Utility networks infrastructure (energy, water, and telecommunications) are key to the urban, architectural, social, and economic development of the island and any modern society. In the Habana Vieja historical district, a laboratory of positive experiences that are making the leap or attempting to provide one for the rest of the city, these installations are being successfully rehabilitated.
Havana City Historian Eusebio Leal talked about recent work in the Habana Vieja district during an interview with journalist Magda Resik:
“It is necessary and extremely important work. It could not have been done at any other time; it is being done now with admirable coordination between different state agencies, including those that supply electricity, gas, water, fiber optic, and telephone services…in sites that have been completed.”
A March 2011 study conducted by a group of professionals associated with Florida International University (FIU), including architect Nicolás Quintana, found the following:
A restoration and construction deficit for new projects in 421,000 homes in the city of Havana, and 1.6 million housing units nationwide.
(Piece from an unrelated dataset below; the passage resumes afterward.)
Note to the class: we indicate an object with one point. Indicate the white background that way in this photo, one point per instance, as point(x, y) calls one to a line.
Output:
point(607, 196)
Drinking water and sewage systems will need investments of $3.2 billion and $2 billion dollars, respectively (without including operations and maintenance). Most of those costs are due to the need to repair and update distribution networks and also to the deterioration of sewage drainage channels.
The electric power system will require an investment of $4.2 billion to increase the generating capacity of the country’s seven largest thermoelectric plants to the system’s designed capacity.
The most recent development in the nation’s telecommunications system is based on the installation of a new fiber optic cable between Cuba and Venezuela, which will provide the capacity for significantly increasing connectivity.
According to this study, it is estimated that solely in terms of technical networks infrastructure, $10 billion will be needed. Another $23 billion is needed for developing transport infrastructure.
In our opinion, it is essential at this time in Cuba to be able to expand the creation of PPP (public private partnership) businesses, which would signify taking a step toward creating a technologically modern society.
In some types of PPPs, investment is effected by the private sector based on a contract with the State to provide certain services. The state contribution can be in assets, especially the transfer of public assets or elements of infrastructure for their administration, operation, maintenance and etcetera. There are several formulas that can be used in the current context and under current law. Foreign companies that are interested in investing, with a commitment to developing their lines of business in the medium to long terms, would be willing to sit at the table if they perceive opportunities for both sides. The most recent example is the Mariel project, although that particular development is much more than a PPP cooperation project.
Cuba is in a difficult situation with regard to its infrastructure; this is mainly due to a lack of maintenance and modernization, and the country is seeking a dignified solution to this problem. That solution, unquestionably, lies in the arena of politics and strategies that are decided on the administrative level in the short term, because with every day, hour and minute that goes by, the cost rises for total recovery and its social and economic consequences.